Visitor's Talk
Escher Pattern Through Hourglasses - Temporal Analysis and Pattern Discovery in Multimedia Sequences
- Speaker: Dr. Lexing Xie, IBM Research
- Abstract:
We are witnessing a proliferation of large multimedia collections with the recent advances in hardware and networking infrastructures. The sheer volume of these content exceed the human capability to annotate and filter them manually, yet our ability to automatically process, interpret, and use these rich corpora has notably lagged behind. As a result parsing and recognizing objects and concepts from images has recently received much attention in computer vision and multimedia. Our investigations are on two aspects that compliments supervised visual recognition: (1) unsupervised pattern discovery, i.e., finding recurrent segments from multimedia sequences with a small amount of domain knowledge and little annotation; (2) temporal modeling in video for mining and recognition in different scales. In the first aspect, we design dynamic graphical models to capture patterns in video, and we explain the discovered patterns via statistical association to multiple modalities. In the second aspect we present models for learning inter-shot temporal dependence as well as intra-shot temporal variations. We will present evaluations on broadcast news and sports programs, and discuss its extension to long-term temporal modeling and mining, and to a broader context of mining in multimedia and other data types.- Biographical Sketch:
Lexing Xie is a researcher in IBM T. J. Watson Research Center in Hawthorne, NY. She is interested in making multimedia content more accessible and useful to people, as well as understanding people to help build better models and systems that can process multimedia repositories.

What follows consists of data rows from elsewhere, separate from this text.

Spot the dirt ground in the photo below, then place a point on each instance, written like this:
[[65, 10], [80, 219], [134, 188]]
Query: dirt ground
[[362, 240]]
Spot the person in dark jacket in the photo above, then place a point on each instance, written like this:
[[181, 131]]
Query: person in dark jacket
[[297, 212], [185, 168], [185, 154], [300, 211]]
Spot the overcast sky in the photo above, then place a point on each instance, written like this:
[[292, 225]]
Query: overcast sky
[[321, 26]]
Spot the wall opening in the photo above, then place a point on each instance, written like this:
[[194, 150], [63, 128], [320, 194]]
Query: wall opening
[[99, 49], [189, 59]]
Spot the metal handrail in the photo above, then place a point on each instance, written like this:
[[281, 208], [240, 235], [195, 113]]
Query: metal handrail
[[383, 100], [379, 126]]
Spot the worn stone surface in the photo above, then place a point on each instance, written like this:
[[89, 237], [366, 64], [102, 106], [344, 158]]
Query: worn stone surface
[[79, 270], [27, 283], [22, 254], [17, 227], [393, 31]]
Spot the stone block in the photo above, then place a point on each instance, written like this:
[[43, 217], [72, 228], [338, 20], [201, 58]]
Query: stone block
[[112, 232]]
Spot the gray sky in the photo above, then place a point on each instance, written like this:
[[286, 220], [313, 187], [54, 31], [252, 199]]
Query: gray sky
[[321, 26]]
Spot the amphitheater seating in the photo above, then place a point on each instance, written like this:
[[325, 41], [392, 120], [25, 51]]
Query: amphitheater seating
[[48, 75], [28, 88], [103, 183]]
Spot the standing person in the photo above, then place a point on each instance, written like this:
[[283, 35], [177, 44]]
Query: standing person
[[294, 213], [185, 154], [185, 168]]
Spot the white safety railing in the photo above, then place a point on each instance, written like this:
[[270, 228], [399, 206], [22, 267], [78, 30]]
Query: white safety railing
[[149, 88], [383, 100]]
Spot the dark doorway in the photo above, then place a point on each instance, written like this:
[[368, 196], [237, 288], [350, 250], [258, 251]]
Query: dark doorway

Her research has been on multimedia signal processing, content analysis, pattern mining, machine perception and learning. She received PhD in Electrical Engineering from Columbia University in 2005, and B.S. in EE from Tsinghua University, Beijing, China in 2000. She has worked in Microsoft Research Cambridge June-August 2003. She is the recipient of the 2005 IBM Research Josef Raviv Memorial Postdoc fellowship, she has also received best student paper awards from IEEE ICIP in 2004 and ACM Multimedia in 2002 and 2005, respectively.